Authors: Alan Moore and Steve Parkhouse
Fans of Alan Moore should look no further than this brilliant compilation of the complete Bojeffries comics soon to be jointly published by the ever reliable Knockabout (and Topshelf in the U.S.). Spanning thirty years, this hilarious and skewed family saga is finally brought together in a complete edition from start to finish. Highlights include a fantastic new present day comic ‘After they were famous’ where the family end up in the Big Brother house, a Christmas comic and a light opera. The Bojeffries comics are a deeply humorous and satirical look at life in modern day Britain through the eyes of a gangling cast of misfit monsters:- the werewolf and vampire uncles, decomposing Grandpa, a radioactive baby and the scary misfit kids who live with their long suffering father all in one ramshackle Northampton council house amongst ordinary people.
As you would expect from a Moore/Parkhouse collaboration, the writing is deft, cutting and darkly amusing. It is hard to find a page that doesn’t have a laugh out loud moment, or to reach the end of a strip without raising your eyebrows in wonderment.

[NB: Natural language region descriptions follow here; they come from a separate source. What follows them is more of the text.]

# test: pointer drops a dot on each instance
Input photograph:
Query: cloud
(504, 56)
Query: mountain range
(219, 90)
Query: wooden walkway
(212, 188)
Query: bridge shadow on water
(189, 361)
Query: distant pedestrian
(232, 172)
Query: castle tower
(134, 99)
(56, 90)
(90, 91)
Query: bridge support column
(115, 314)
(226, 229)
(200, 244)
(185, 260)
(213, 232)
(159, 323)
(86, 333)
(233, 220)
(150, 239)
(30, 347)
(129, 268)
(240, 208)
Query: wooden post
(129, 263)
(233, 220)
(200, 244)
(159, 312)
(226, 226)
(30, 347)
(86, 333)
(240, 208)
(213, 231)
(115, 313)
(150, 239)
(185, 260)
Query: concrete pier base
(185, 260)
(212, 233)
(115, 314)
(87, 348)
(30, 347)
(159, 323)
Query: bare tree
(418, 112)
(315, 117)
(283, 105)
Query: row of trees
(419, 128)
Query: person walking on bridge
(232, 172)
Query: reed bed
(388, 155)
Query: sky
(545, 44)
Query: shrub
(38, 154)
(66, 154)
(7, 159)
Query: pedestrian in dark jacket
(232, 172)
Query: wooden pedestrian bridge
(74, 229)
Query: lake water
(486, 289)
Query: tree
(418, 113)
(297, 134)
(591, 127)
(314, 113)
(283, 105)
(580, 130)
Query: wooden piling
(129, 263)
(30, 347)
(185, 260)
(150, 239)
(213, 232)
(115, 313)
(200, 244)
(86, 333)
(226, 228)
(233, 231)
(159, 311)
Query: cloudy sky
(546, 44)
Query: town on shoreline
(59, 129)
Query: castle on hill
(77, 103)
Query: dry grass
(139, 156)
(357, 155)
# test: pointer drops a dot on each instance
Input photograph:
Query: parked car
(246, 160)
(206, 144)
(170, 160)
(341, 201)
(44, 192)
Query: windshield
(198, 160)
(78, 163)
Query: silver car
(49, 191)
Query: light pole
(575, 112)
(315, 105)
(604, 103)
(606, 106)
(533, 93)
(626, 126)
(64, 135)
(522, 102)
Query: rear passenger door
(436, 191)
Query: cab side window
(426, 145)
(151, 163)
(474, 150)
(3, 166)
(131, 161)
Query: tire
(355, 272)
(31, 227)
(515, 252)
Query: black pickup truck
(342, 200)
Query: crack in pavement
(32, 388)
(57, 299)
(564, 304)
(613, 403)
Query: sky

These are true little gems which rank highly among Moore’s oeuvre and sparkle with his trademark wit and anarchy. Steve Parkhouse has done an admirable job with some fine line work to match him. His characterisations are superb and the characters are finely realised in this pacy, vibrant collective. It’s a wonderful partnership, and one feels such sadness when reaching the end that there is still not more. This looks sets to be the end for good of the Bojeffries if recent interviews with Moore are anything to go by, so we must savour each piece of this surreal and disturbing pie.
My absolute favourite has to be ‘After they were famous’, but ‘Our Factory Fortnight’ (where the family go on an ill-fated holiday) and Raoul’s Night Out’ (werewolf uncle up to no good) come close. All the comics hit the mark, even the Christmas episode ‘A Quiet Christmas With The Family’ which I don’t find nearly as funny as the others, still stands head and shoulders above the norm.
It’s short, it is the end of an era, but it’s god darn sweet.